TV advertising in the U.S. is expected to dip in a non-Olympic year according to a forecast from media buyer ZenithOptimedia that sees digital driving overall ad spending increased domestically and internationally.
Zenith expects U.S. ad market spending to rise 3.7% in 2015, followed by increases of 4.1% in 2016 and 3.6% in 2017. The outlook for TV spending in the U.S. shows a 0.2% decline in 2015, followed by a 1.9% increase in 2016 (an Olympic and presidential election year) and a 0.4% gain in 2017 to $197.2 billion.

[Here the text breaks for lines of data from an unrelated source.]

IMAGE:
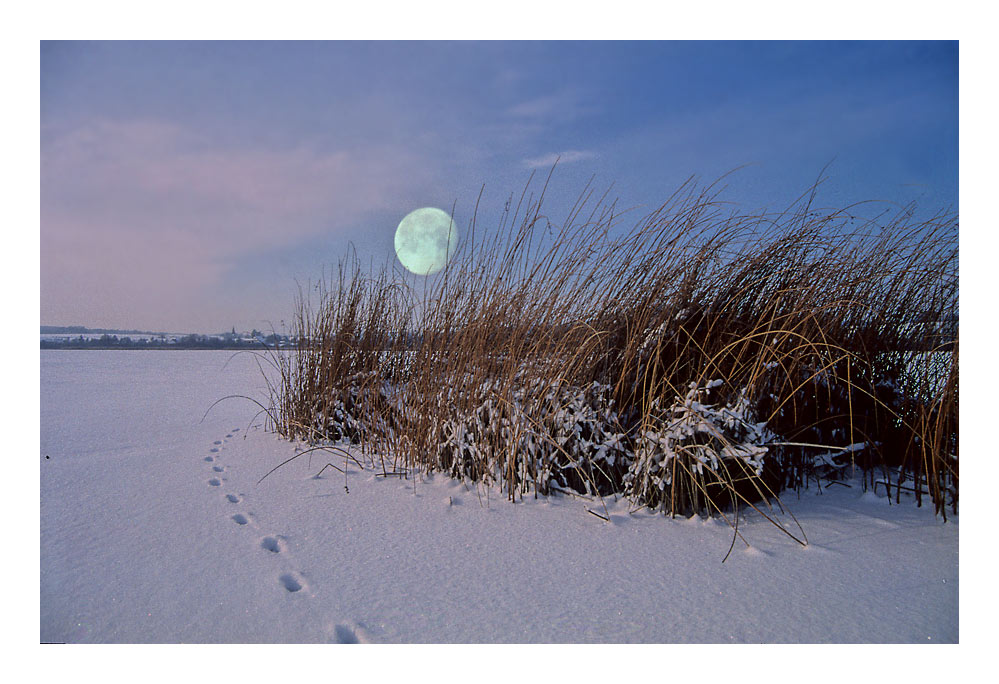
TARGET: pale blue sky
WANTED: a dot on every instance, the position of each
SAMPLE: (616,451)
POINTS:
(185,186)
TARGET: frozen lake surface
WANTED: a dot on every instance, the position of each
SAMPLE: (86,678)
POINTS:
(154,529)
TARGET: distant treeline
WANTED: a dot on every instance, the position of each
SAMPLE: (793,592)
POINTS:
(193,341)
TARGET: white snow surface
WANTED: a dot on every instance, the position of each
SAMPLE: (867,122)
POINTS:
(154,529)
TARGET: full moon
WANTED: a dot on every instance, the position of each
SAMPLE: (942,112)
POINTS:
(425,240)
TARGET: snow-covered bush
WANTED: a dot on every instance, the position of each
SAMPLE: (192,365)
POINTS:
(541,436)
(692,455)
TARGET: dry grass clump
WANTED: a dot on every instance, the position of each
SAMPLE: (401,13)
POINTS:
(698,361)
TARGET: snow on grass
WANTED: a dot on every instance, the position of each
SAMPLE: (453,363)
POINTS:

Globally, Zenith expects ad spending to climb 4.4% to $544 billion in 2015. Growth is seen accelerating to 5.3% in 2016 and 4.7% in 2017. Those forecasts are lower than in previous reports. The agency points to deepening recession in Russia, Ukraine and Belarus and a slowdown in China. Despite that, growth is above the average rate for the last 10 years and the last 20 years.
Total ad spending on the Internet grew 18.5% in 2014 and Zenith expects online spending to average 14% growth through 2017.
Spending on television will grow globally, but its share is likely to slip over the next few years, the agency says. TV captured a 29.9% share of spending in 1980, which grew to 39.7% in 2013. It slipped to 39.4% in 2014 and will settle at 37.3% in 2017.
Zenith says marketers are beginning to move small budges away from television to online video. Online video’s share is seen growing from 2.1% in 2014 to 3.9% in 2017.
An explosion in mobile is powering online video into the fastest-growing advertising category. Zenith estimates global spending on online video jumped 34% to $10.9 billion in 2014 and expects an average growth rate of 29% a year through 2017, when spending could reach $23.3 billion.